O filme, dirigido por Michael Gondry, abre esta importante discussão, contando a história do casal Joel (Jim Carrey) e Clementine (Kate Winslet).

Após anos sentindo-se insatisfeita com os rumos do relacionamento, ela age impulsivamente e aceita participar de um tratamento que irá fazê-la “cirurgicamente” esquecer completamente de seu namorado. Indignado, Joel decide fazer o mesmo, porém acaba percebendo o valor da preservação daqueles momentos.

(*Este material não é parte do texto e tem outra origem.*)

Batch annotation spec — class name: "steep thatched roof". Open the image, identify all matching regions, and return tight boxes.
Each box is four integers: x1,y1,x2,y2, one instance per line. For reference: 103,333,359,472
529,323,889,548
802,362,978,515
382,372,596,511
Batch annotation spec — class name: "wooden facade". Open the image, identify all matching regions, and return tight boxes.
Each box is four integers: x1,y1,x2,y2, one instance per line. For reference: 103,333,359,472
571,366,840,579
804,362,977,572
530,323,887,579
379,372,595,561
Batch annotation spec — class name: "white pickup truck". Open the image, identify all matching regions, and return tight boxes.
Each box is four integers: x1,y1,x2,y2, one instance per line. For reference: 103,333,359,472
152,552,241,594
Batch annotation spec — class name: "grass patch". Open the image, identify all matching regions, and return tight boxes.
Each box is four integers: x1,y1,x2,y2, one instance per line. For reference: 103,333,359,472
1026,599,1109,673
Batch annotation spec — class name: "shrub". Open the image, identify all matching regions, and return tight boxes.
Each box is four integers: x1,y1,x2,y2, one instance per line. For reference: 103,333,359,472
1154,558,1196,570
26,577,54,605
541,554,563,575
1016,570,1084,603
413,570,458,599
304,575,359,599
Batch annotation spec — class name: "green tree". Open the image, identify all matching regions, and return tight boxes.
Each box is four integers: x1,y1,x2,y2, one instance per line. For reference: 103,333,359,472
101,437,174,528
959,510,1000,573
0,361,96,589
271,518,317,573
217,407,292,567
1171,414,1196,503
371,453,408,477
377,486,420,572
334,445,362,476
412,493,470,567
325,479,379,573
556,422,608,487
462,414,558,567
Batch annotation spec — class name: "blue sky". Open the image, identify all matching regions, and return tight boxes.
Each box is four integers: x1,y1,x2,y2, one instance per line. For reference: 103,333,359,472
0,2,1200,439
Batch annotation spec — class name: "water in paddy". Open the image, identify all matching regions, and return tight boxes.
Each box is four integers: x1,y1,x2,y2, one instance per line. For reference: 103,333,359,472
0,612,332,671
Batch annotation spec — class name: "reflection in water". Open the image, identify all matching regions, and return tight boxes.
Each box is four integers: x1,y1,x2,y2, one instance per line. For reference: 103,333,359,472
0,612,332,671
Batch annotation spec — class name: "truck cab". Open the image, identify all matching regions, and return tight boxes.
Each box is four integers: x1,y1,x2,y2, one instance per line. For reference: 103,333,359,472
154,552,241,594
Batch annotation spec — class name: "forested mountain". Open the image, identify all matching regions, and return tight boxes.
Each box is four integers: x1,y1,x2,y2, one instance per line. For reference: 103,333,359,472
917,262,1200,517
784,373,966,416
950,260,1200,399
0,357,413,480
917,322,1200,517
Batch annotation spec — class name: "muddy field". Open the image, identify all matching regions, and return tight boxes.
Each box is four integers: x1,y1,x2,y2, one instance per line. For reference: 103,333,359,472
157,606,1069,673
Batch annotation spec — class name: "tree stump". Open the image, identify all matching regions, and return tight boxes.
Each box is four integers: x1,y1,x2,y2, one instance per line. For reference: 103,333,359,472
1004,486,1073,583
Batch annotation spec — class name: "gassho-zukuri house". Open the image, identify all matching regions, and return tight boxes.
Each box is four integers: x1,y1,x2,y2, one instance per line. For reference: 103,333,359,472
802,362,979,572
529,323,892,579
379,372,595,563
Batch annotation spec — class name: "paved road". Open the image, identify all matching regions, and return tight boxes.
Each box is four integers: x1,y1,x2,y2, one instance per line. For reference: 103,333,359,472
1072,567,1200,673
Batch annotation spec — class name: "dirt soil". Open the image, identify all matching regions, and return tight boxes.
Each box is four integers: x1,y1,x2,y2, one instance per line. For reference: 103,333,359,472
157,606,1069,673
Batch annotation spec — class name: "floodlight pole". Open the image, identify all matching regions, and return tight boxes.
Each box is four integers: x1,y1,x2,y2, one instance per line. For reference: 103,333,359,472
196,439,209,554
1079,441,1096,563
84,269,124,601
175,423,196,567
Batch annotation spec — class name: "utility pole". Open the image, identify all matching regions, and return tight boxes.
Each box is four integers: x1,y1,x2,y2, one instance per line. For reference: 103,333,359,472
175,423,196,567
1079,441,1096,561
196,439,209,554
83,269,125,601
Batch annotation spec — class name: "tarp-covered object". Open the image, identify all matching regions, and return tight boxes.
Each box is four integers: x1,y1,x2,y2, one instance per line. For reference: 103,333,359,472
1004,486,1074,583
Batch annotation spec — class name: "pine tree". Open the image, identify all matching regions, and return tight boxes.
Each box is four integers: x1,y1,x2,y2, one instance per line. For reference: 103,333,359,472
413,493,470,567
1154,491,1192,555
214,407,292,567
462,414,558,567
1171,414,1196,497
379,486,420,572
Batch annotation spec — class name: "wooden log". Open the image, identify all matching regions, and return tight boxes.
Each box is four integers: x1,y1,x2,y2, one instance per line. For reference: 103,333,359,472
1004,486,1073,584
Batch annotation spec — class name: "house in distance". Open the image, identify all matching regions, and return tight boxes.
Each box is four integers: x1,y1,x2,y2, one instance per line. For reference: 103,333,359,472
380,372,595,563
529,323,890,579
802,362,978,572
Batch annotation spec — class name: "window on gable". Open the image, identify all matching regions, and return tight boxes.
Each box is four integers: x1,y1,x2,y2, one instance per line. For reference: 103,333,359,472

Ele lutará até o fim para manter suas recordações, mesmo aquelas que causam sofrimento, pois também ajudaram a construir o homem que ele se tornou.

O roteiro

O roteiro brilhante de Charlie Kaufman nos induz a questionar a nossa frágil psique, com a angústia de alguém em lidar com a indiferença do outro. Apaga-se a memória, mas ele ainda existe.

O ser humano não busca na pessoa amada aquela que dará consistência a si próprio, mas sim uma projeção ilusória do que consideramos ser a perfeição.

A partir do momento em que a pessoa amada não mais consegue manter aquela imagem idealizada, o que ocorre naturalmente em curto espaço de tempo, nasce o sentimento da frustração e o desejo de terminar aquele relacionamento e buscar a ambicionada “perfeição” em outra pessoa.

Esquece-se que os contrastes não são defeitos, mas, sim, características marcantes que nos diferenciam.

A dor da ausência

A “perfeição” nasce quando a mente madura (independe de idade) percebe que o amor é uma comunhão harmônica entre contrastes. Joel percebe isto enquanto realiza seu tratamento.

Ele é apaixonado exatamente pelas características mais dissonantes da personalidade dela, suas fascinantes idiossincrasias. Todos os aspectos que antes considerava determinantes para o fracasso da relação, agora se apresentavam com a beleza do desconhecido.

Como, por exemplo, aquela mania chata de largar as meias pelo chão ou outros gestos irritantes, que somente ganham em valor quando se perde a pessoa amada.

Somente na ausência é que percebemos a importância das pessoas. No silêncio é que reconhecemos a beleza da música. Joel precisou perder Clementine para perceber o quanto a amava.